Why Romney lost

November 9, 2012 

BRIAN MICKELSEN, Kennewick

In the months to come, the Republican Party will carefully consider what went awry in 2012. The lesson to be learned: The party can recapture the presidency by reinventing itself.

The nature of America's political process compels serious candidates to embrace hardline policy positions propagated by an ideological primary electorate. As the general election draws closer, candidates must then attempt to appeal to the broader general electorate.

During the primary, Mitt Romney adopted policies such as self-deportation and spouted other severe rhetoric that would significantly cut into his chances during the general election. He secured his party's nomination but at too high a cost.

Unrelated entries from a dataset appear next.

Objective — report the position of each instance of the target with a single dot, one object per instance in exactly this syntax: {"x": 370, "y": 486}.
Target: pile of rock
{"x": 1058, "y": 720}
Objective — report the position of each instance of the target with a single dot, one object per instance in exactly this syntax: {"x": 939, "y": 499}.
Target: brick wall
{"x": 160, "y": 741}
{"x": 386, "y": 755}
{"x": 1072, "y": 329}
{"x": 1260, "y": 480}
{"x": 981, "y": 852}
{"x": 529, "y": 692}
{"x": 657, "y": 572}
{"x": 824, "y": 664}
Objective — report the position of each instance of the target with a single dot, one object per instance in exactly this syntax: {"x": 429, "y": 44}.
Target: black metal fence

In the end, Romney and the Republican Party alienated too many female voters and African-American and Hispanic-American voters, causing Romney to lose the election. The very group adamant to dethrone Obama proved self-defeating. In the words of Sen. Lindsay Graham (R-S.C.), "If I hear anybody say we lost because Romney wasn't conservative enough I'm going to go nuts. We're not losing 95 percent of African-Americans and two-thirds of Hispanics and voters under 30 because we're not being hard-ass enough."

It is in the GOP's best interest to strike a balance between maintaining core principles and developing a message that will resonate with the broader electorate.